I am using nextcloud hosted on my home internet connection running on a raspberry pi. There’s a domain name (cloud.maniarfamily.com) that I’ve routed using DNS to the WAN interface of my home router. I’ve added to only this external domain to trusted domains list in the conf file of NextCloud.

I’ve configured this domain on all systems using nextcloud (mobile, laptop, PC). However, this is inefficient from bandwidth utilization point of view. As my mobile / laptop / PC at home send data to the raspberry pi which hosting nextcloud inside the network by routing it outside and bringing it back inside.

For example a 5 MB file when uploaded shows as 5 MB upload for my mobile phone and 5 MB download for my nextcloud totaling to 10 MB.

Hence my question, is there a way I can configure the internal IP of raspberry pi to the same account so that when I’m on my home network the upload takes place directly to the nextcloud server without being routed outside the home network. Also, for the same account when I’m outside my home network, the upload takes place via internet?
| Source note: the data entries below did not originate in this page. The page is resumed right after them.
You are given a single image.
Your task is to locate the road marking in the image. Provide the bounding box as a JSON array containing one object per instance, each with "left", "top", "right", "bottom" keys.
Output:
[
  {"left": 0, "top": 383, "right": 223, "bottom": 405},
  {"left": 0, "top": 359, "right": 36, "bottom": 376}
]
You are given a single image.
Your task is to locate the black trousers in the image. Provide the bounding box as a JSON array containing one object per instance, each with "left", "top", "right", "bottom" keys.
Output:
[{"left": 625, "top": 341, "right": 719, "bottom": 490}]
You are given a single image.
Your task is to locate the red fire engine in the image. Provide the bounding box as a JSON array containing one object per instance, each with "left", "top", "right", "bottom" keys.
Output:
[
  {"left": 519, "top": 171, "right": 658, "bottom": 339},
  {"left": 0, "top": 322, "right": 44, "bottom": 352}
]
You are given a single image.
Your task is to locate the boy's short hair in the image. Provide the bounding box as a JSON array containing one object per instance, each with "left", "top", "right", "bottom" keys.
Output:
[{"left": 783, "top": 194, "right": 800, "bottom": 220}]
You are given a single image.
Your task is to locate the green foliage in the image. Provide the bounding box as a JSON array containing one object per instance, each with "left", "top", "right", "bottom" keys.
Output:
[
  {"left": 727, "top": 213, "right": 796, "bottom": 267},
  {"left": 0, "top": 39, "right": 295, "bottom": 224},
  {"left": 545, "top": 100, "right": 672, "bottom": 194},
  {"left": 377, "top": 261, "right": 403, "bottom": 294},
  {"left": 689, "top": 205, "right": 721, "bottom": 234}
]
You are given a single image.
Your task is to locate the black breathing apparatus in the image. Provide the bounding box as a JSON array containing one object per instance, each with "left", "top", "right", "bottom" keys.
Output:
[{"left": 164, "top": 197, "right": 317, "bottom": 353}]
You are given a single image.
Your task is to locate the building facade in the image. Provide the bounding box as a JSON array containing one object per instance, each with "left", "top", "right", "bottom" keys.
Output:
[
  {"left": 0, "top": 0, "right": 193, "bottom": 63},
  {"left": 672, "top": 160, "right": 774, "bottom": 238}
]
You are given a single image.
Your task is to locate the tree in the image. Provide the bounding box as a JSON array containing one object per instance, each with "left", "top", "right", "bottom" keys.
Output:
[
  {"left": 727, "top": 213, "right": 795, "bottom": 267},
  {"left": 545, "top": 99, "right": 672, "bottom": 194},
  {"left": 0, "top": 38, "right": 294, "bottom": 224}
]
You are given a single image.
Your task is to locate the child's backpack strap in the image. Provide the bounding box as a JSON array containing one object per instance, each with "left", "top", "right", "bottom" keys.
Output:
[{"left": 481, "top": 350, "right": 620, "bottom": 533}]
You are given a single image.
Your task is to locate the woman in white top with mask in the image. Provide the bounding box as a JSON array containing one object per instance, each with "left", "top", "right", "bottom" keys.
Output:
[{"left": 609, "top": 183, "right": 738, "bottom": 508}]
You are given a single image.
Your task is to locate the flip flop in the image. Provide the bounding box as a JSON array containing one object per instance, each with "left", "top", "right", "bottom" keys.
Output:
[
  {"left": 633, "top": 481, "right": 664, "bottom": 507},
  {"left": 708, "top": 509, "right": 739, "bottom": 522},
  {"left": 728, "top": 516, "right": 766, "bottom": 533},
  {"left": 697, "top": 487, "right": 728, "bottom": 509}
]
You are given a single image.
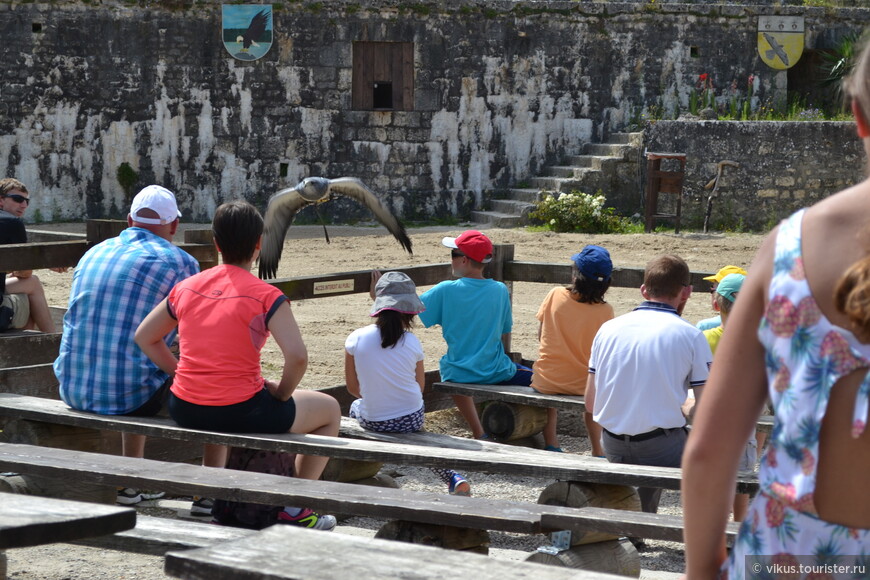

Nextcloud version : 14.0.3
Operating system and version : RASPBIAN STRETCH LITE
Apache 2.4.25 (Raspbian)
PHP 7.0.30-0+deb9u1

The output of your Nextcloud log in Admin > Logging:
There are no errors except login failure (possible bruteforce / password guessing attempts).

The output of your config.php file in /path/to/nextcloud (make sure you remove any identifiable information!):

<?php
$CONFIG = array (
  'instanceid' => 'redacted',
  'passwordsalt' => 'redacted',
  'secret' => 'redacted',
  'trusted_domains' =>
  array (
    0 => 'cloud.maniarfamily.com',
  ),
  'datadirectory' => 'redacted',
  'dbtype' => 'sqlite3',
  'version' => '14.0.3.0',
  'overwrite.cli.url' => 'http://172.16.xx.xx/nextcloud',
  'installed' => true,

The output of your Apache/nginx/system log in /var/log/____:

** NOT REQUIRED, HENCE NOT PASTED **

I don’t know why some routers are doing it. What you can do is to use your own DNS resolver on your network (e.g. you can install unbound on your raspbi), you can tell to resolve your cloud-hostname to the local ip of your setup, e.g. cloud.myfamily.com -> 192.168.2.2.

Some routers with open software (dd-wrt, …), you can do this on the router itself.